The Sacramento-San Joaquin
The Problem We Are Solving
Parched rivers, subsiding aquifers, and a dry Mediterranean climate have provided California the opportunity to consider new approaches for integrated water resource management. Challenges around groundwater sustainability, surface water management and irrigation efficiencies all overlap geographically in the state’s northern Sacramento River Watershed. This watershed is the source of 31% of California’s total surface water runoff.
All of these concerns overlap geographically in the Sacramento-San Joaquin River basin. The Freshwater Trust is currently working in three geographies within the basin
The Northern Delta is an area rich with natural resources and a history that includes more than a century of sustainable farming and wildlife stewardship. Much of this area was transferred from federal land to California in 1850 as a part of the Swamp and Overflow Act, where it was reclaimed for agriculture. This region has ample, naturally high water tables, which results in groundwater near the surface. It has an extensive levee system, which conveys surface water to local crops and drinking water as far as the San Francisco Bay Area.
The Solano Subbasin (part of the Sacramento Valley Groundwater Basin) covers the eastern half of Solano County and extends into the Northern Delta. It is the primary source of groundwater used for municipal, agricultural and domestic supply in Solano County.
South American and Cosumnes Subbasins:
The South American Subbasin is bounded on the west by the Sacramento River, on the north by the American River, and on the south by the Cosumnes and Mokelumne Rivers. These perennial rivers interact strongly with groundwater in the basin. The Cosumnes River, southeast of Sacramento, begins in the Sierra Nevada Mountains and empties into the Sacramento-San Joaquin Delta. The Cosumnes Subbasin contains rich agricultural lands as well as some of the largest remaining wetlands and riparian areas in the Central Valley.
How We Are Solving It
In 2018, we doubled the number of staff working in this watershed and began setting the stage for scaling up program implementation. Time is of the essence for many local farmers and irrigators who comprise the recently formed groundwater sustainability agencies that have to complete sustainability plans by 2020 or 2022.
We’ve built firm relationships with stakeholders that represent more than 30,000 acres of surface water irrigated land and 70,000 acres of groundwater-dependent land across the Northern Delta. We’re analyzing conservation practices for more than 40 crop types across 180,000 acres in Solano Subbasin. We’re also working with agricultural partners, nonprofits, and vulnerable communities to identify integrated approaches to protect shallow groundwater that support critical ecosystems as well as drinking water and irrigation water.
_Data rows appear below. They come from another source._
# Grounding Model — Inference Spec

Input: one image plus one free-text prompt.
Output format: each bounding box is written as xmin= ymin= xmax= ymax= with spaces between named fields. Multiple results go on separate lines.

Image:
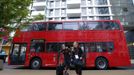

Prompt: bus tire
xmin=95 ymin=57 xmax=108 ymax=70
xmin=30 ymin=58 xmax=41 ymax=69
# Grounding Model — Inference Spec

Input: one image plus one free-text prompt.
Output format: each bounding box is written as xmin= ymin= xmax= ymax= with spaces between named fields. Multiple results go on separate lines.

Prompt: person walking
xmin=61 ymin=44 xmax=71 ymax=75
xmin=56 ymin=44 xmax=71 ymax=75
xmin=72 ymin=42 xmax=83 ymax=75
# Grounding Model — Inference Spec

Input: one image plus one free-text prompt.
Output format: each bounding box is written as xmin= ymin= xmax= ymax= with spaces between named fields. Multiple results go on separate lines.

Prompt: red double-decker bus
xmin=8 ymin=20 xmax=131 ymax=69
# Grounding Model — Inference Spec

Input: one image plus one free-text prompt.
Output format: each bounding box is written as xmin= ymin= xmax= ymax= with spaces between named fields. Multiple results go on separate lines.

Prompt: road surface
xmin=0 ymin=63 xmax=134 ymax=75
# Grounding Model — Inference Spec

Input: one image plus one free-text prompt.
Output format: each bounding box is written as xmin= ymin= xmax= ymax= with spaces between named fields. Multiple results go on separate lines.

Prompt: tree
xmin=0 ymin=0 xmax=32 ymax=36
xmin=32 ymin=13 xmax=44 ymax=21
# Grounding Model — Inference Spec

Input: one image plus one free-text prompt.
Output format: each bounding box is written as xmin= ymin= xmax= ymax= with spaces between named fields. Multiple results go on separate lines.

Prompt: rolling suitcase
xmin=56 ymin=51 xmax=69 ymax=75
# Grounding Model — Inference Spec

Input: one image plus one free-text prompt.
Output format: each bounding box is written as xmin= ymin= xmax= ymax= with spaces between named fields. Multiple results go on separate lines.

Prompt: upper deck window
xmin=79 ymin=21 xmax=120 ymax=30
xmin=25 ymin=21 xmax=120 ymax=31
xmin=63 ymin=22 xmax=79 ymax=30
xmin=48 ymin=23 xmax=62 ymax=30
xmin=28 ymin=23 xmax=47 ymax=31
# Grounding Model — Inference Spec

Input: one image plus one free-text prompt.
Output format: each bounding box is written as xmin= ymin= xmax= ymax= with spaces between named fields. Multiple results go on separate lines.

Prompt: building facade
xmin=30 ymin=0 xmax=46 ymax=16
xmin=110 ymin=0 xmax=134 ymax=26
xmin=30 ymin=0 xmax=134 ymax=24
xmin=45 ymin=0 xmax=113 ymax=21
xmin=30 ymin=0 xmax=113 ymax=20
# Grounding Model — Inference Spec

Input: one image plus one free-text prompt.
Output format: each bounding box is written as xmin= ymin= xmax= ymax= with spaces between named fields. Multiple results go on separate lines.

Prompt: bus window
xmin=46 ymin=43 xmax=62 ymax=52
xmin=87 ymin=22 xmax=101 ymax=30
xmin=80 ymin=21 xmax=120 ymax=30
xmin=80 ymin=22 xmax=103 ymax=30
xmin=111 ymin=22 xmax=120 ymax=30
xmin=28 ymin=23 xmax=47 ymax=31
xmin=96 ymin=42 xmax=106 ymax=52
xmin=85 ymin=42 xmax=114 ymax=52
xmin=30 ymin=40 xmax=45 ymax=52
xmin=20 ymin=44 xmax=27 ymax=62
xmin=48 ymin=23 xmax=62 ymax=30
xmin=79 ymin=22 xmax=87 ymax=30
xmin=106 ymin=42 xmax=114 ymax=52
xmin=96 ymin=42 xmax=114 ymax=52
xmin=85 ymin=43 xmax=96 ymax=52
xmin=94 ymin=22 xmax=104 ymax=30
xmin=101 ymin=22 xmax=112 ymax=30
xmin=10 ymin=43 xmax=27 ymax=65
xmin=100 ymin=22 xmax=120 ymax=30
xmin=63 ymin=22 xmax=79 ymax=30
xmin=37 ymin=23 xmax=47 ymax=31
xmin=12 ymin=44 xmax=20 ymax=56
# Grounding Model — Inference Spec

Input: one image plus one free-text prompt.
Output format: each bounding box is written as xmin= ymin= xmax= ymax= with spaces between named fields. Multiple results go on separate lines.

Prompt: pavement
xmin=0 ymin=63 xmax=134 ymax=75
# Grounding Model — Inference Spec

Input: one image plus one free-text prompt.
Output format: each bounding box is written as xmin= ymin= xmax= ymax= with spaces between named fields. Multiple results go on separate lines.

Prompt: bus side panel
xmin=116 ymin=40 xmax=131 ymax=66
xmin=86 ymin=52 xmax=118 ymax=67
xmin=114 ymin=32 xmax=131 ymax=67
xmin=122 ymin=31 xmax=131 ymax=66
xmin=85 ymin=51 xmax=131 ymax=68
xmin=108 ymin=31 xmax=131 ymax=67
xmin=85 ymin=53 xmax=96 ymax=67
xmin=110 ymin=41 xmax=131 ymax=67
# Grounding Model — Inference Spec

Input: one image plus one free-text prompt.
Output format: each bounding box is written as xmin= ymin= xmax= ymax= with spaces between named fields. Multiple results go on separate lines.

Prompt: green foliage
xmin=0 ymin=32 xmax=5 ymax=36
xmin=33 ymin=14 xmax=44 ymax=21
xmin=0 ymin=0 xmax=32 ymax=29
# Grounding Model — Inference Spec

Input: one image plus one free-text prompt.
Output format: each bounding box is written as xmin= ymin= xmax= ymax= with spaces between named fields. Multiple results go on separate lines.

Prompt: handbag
xmin=72 ymin=54 xmax=83 ymax=66
xmin=73 ymin=59 xmax=83 ymax=66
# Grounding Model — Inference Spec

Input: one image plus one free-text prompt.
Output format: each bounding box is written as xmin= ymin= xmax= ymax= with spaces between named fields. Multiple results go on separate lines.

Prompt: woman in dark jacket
xmin=60 ymin=44 xmax=71 ymax=74
xmin=72 ymin=42 xmax=83 ymax=75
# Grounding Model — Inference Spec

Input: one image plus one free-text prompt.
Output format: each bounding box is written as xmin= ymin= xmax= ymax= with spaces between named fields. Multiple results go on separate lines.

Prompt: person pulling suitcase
xmin=56 ymin=44 xmax=71 ymax=75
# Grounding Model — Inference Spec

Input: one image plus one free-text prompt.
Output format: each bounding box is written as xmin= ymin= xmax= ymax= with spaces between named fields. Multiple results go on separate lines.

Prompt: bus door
xmin=10 ymin=43 xmax=27 ymax=65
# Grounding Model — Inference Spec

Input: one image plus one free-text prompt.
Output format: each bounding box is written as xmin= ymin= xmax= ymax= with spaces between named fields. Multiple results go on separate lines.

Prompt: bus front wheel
xmin=95 ymin=57 xmax=108 ymax=70
xmin=30 ymin=58 xmax=41 ymax=69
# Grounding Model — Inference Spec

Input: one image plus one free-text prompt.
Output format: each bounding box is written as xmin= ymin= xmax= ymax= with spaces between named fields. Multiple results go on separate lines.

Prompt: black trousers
xmin=64 ymin=58 xmax=70 ymax=70
xmin=75 ymin=65 xmax=82 ymax=75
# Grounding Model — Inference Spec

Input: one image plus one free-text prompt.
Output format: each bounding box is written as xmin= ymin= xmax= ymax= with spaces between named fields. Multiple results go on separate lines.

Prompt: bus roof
xmin=32 ymin=20 xmax=120 ymax=24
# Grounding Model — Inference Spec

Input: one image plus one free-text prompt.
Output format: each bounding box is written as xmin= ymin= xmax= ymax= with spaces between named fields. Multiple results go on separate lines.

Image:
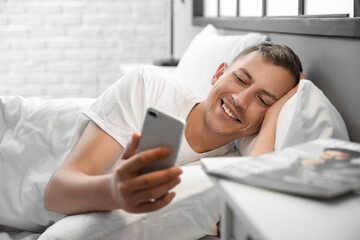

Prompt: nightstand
xmin=216 ymin=179 xmax=360 ymax=240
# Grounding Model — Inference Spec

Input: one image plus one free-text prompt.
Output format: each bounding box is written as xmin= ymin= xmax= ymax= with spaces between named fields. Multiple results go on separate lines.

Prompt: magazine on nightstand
xmin=201 ymin=138 xmax=360 ymax=199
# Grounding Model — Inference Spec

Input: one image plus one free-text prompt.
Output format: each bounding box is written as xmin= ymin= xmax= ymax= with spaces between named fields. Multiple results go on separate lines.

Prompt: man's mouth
xmin=221 ymin=100 xmax=241 ymax=122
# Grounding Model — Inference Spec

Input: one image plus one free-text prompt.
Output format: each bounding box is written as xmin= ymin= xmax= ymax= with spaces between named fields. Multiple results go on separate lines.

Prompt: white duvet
xmin=0 ymin=96 xmax=221 ymax=239
xmin=0 ymin=96 xmax=93 ymax=232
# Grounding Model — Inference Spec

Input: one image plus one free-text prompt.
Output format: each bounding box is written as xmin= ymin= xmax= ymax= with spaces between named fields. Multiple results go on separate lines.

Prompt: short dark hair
xmin=232 ymin=41 xmax=303 ymax=85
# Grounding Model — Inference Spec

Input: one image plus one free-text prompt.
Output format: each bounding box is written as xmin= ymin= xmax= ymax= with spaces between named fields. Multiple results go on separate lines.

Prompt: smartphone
xmin=137 ymin=107 xmax=186 ymax=174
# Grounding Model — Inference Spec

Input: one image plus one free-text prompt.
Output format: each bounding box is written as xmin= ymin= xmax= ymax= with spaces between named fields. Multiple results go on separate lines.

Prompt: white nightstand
xmin=216 ymin=179 xmax=360 ymax=240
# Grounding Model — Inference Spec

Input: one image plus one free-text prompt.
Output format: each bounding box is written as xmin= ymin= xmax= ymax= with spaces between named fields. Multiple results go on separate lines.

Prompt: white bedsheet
xmin=0 ymin=96 xmax=93 ymax=231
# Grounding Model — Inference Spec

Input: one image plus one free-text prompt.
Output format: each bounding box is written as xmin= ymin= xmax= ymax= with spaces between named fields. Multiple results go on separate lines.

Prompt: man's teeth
xmin=222 ymin=103 xmax=238 ymax=120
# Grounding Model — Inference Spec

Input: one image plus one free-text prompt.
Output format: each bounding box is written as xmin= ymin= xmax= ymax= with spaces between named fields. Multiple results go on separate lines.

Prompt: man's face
xmin=202 ymin=51 xmax=295 ymax=139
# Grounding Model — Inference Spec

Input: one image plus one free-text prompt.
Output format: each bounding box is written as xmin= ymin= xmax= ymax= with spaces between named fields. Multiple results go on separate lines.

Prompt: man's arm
xmin=44 ymin=121 xmax=182 ymax=215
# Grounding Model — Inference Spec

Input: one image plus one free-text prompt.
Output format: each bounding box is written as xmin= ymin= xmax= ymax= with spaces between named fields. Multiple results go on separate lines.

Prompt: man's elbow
xmin=43 ymin=175 xmax=59 ymax=212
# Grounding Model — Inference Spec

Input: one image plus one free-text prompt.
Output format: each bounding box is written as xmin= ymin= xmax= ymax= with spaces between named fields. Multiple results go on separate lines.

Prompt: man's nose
xmin=232 ymin=90 xmax=251 ymax=110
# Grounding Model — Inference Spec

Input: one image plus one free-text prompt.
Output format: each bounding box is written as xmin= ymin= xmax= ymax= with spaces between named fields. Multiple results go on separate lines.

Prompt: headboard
xmin=191 ymin=3 xmax=360 ymax=143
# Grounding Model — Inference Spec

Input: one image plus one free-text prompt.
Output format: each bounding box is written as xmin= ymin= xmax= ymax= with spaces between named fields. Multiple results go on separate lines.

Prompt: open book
xmin=201 ymin=138 xmax=360 ymax=199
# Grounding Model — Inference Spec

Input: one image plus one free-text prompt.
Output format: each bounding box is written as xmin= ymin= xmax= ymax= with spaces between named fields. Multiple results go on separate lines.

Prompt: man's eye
xmin=236 ymin=75 xmax=246 ymax=85
xmin=259 ymin=97 xmax=270 ymax=107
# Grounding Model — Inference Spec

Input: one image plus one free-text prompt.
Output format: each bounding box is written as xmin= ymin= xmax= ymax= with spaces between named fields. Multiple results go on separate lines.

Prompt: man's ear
xmin=211 ymin=62 xmax=228 ymax=85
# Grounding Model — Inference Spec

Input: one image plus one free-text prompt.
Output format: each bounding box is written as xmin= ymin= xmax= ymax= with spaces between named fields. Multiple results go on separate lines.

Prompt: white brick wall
xmin=0 ymin=0 xmax=170 ymax=99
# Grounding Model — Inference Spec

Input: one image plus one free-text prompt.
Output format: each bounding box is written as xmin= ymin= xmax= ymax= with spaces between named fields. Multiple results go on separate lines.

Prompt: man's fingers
xmin=131 ymin=167 xmax=182 ymax=191
xmin=121 ymin=133 xmax=141 ymax=160
xmin=114 ymin=167 xmax=181 ymax=212
xmin=119 ymin=166 xmax=182 ymax=192
xmin=276 ymin=84 xmax=298 ymax=106
xmin=300 ymin=72 xmax=306 ymax=80
xmin=132 ymin=192 xmax=176 ymax=213
xmin=284 ymin=84 xmax=298 ymax=97
xmin=131 ymin=176 xmax=181 ymax=205
xmin=119 ymin=147 xmax=172 ymax=173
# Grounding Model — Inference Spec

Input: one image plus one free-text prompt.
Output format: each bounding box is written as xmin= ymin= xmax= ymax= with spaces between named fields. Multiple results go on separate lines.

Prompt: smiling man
xmin=186 ymin=45 xmax=300 ymax=155
xmin=44 ymin=42 xmax=303 ymax=216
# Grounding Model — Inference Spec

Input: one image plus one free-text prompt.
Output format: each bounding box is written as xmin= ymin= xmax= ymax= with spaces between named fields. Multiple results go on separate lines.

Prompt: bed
xmin=1 ymin=5 xmax=360 ymax=240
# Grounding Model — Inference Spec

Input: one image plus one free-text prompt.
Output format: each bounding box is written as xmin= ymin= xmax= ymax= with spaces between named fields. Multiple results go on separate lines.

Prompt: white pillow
xmin=0 ymin=96 xmax=93 ymax=232
xmin=235 ymin=80 xmax=349 ymax=155
xmin=39 ymin=166 xmax=219 ymax=240
xmin=174 ymin=24 xmax=266 ymax=96
xmin=274 ymin=79 xmax=349 ymax=150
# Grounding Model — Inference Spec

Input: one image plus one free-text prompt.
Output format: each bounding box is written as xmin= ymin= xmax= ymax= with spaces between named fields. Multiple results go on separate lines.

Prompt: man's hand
xmin=263 ymin=72 xmax=305 ymax=126
xmin=109 ymin=133 xmax=183 ymax=213
xmin=249 ymin=84 xmax=299 ymax=156
xmin=265 ymin=84 xmax=298 ymax=120
xmin=300 ymin=72 xmax=306 ymax=80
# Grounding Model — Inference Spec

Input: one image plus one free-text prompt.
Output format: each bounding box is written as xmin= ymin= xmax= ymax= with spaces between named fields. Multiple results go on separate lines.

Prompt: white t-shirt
xmin=84 ymin=66 xmax=235 ymax=165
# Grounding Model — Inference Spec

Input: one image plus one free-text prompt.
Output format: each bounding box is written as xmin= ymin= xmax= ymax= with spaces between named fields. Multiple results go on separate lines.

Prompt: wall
xmin=0 ymin=0 xmax=354 ymax=99
xmin=0 ymin=0 xmax=170 ymax=98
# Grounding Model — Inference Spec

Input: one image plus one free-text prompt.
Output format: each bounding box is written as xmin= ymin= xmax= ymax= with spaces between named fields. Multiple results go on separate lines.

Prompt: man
xmin=44 ymin=42 xmax=303 ymax=215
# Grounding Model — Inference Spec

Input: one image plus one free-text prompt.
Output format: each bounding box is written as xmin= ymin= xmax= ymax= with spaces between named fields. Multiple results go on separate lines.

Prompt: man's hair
xmin=232 ymin=41 xmax=303 ymax=85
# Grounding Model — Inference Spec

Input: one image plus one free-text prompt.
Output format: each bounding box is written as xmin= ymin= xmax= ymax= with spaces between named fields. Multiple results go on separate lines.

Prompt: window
xmin=193 ymin=0 xmax=360 ymax=38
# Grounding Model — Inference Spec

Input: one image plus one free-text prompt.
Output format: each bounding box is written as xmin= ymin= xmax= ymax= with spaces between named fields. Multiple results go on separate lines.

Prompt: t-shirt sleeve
xmin=83 ymin=67 xmax=149 ymax=148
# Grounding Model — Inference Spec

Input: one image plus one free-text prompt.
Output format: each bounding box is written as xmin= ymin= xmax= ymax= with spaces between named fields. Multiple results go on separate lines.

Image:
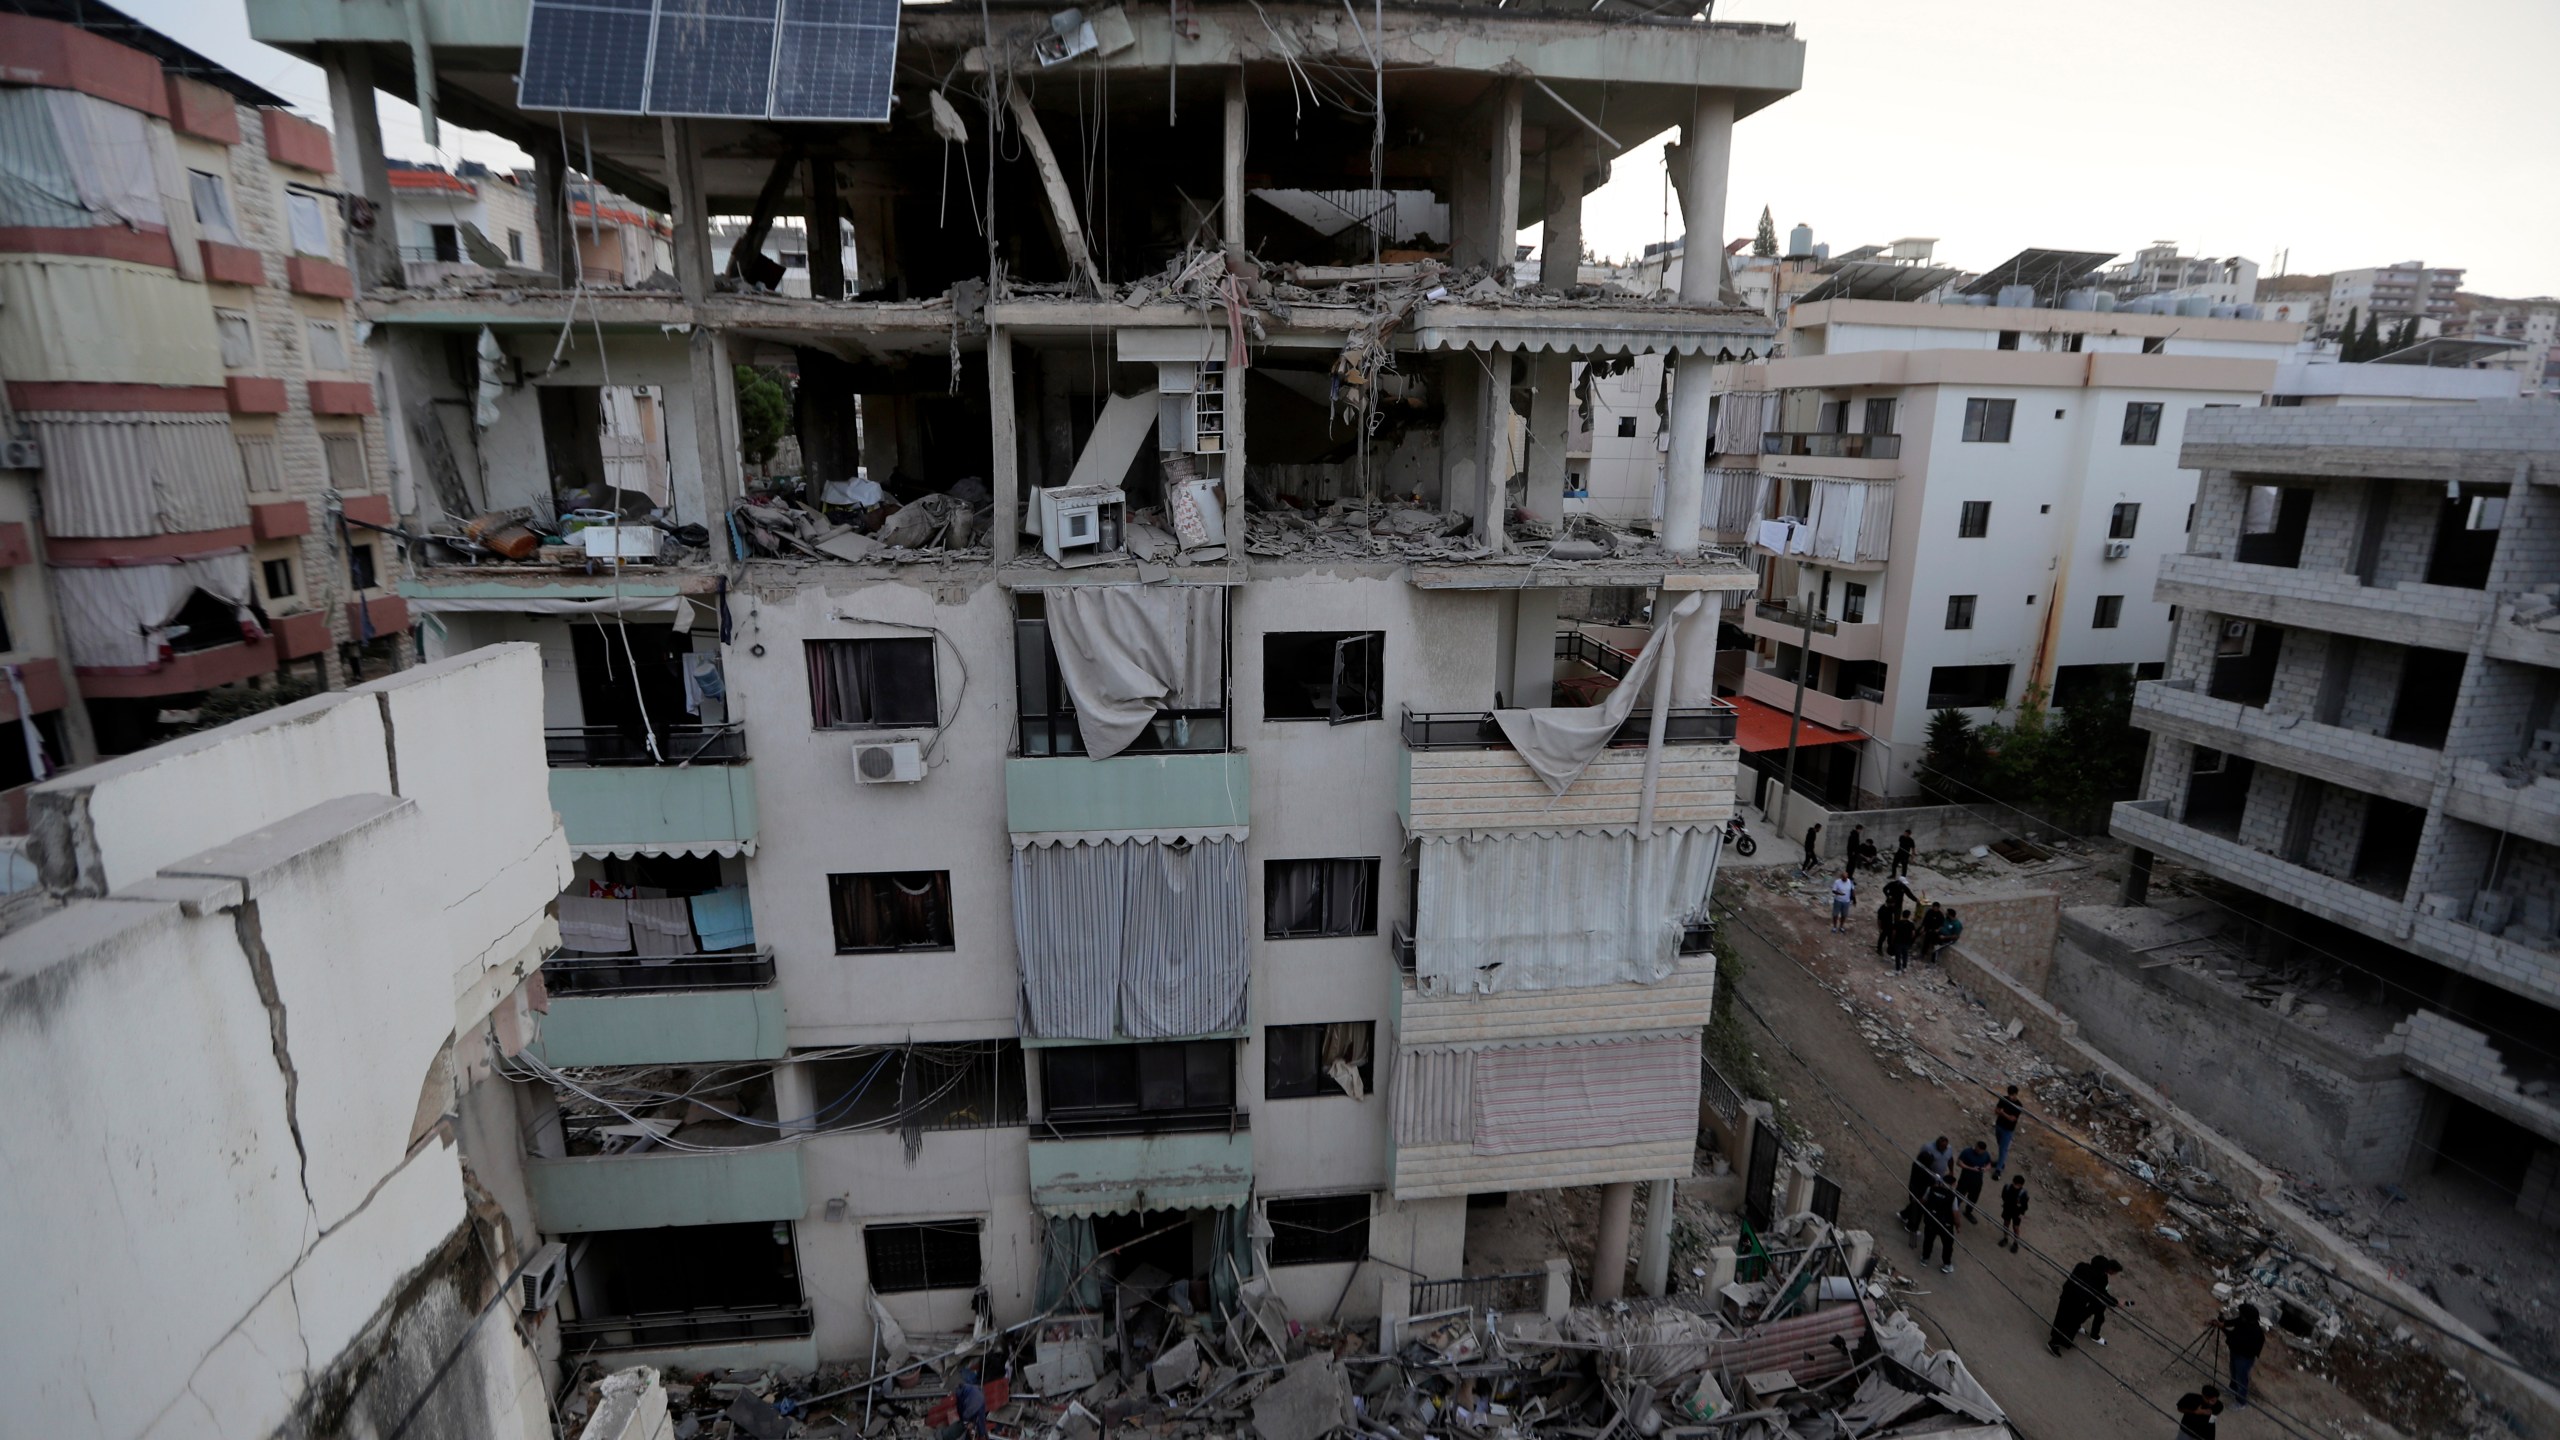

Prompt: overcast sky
xmin=125 ymin=0 xmax=2559 ymax=297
Our partnership with the Sacramento Regional County Sanitation District, built in part on TFT’s quantified conservation approach, secured $280.5 million in state funds to use recycled wastewater instead of groundwater on agricultural fields. By reducing the need to pump groundwater, unique habitats in the basin will benefit, including wetlands, vernal pools, streamside forests, and the groundwater-connected Cosumnes River. These areas support listed native species, including fall-run Chinook salmon, sandhill cranes, and giant garter snakes.
Additionally, we kicked off a collaboration to pilot technologies to track groundwater use in one of the largest and most at-risk aquifers in North America. Our project uses remote Internet of things (IoT) sensors to measure and transmit real-time water extraction data to a blockchain-enabled platform.
WE ARE WORKING WITH DEDICATED PARTNERS COMMITTED TO THE SAME GOAL WE ARE – THE RESILIENCE OF WATER RESOURCES. AND WE’RE EXCITED TO PILOT NEW TECHNOLOGIES AND METHODS WITH THEM. IT’S A CRITICAL STEP IN SCALING UP SOLUTIONS QUICKLY, SO THAT WE CAN APPLY THEM ACROSS THE STATE.
‒ BECKY RITTENBURG, CONSERVATION PROGRAMS MANAGER
The blockchain project moved into implementation in 2019, with sensors installed at 10 sites and, over the next year, more than 20 sites could be up and running. Recruitment of landowners for the Regional San recycled water project will ramp up as well in 2019.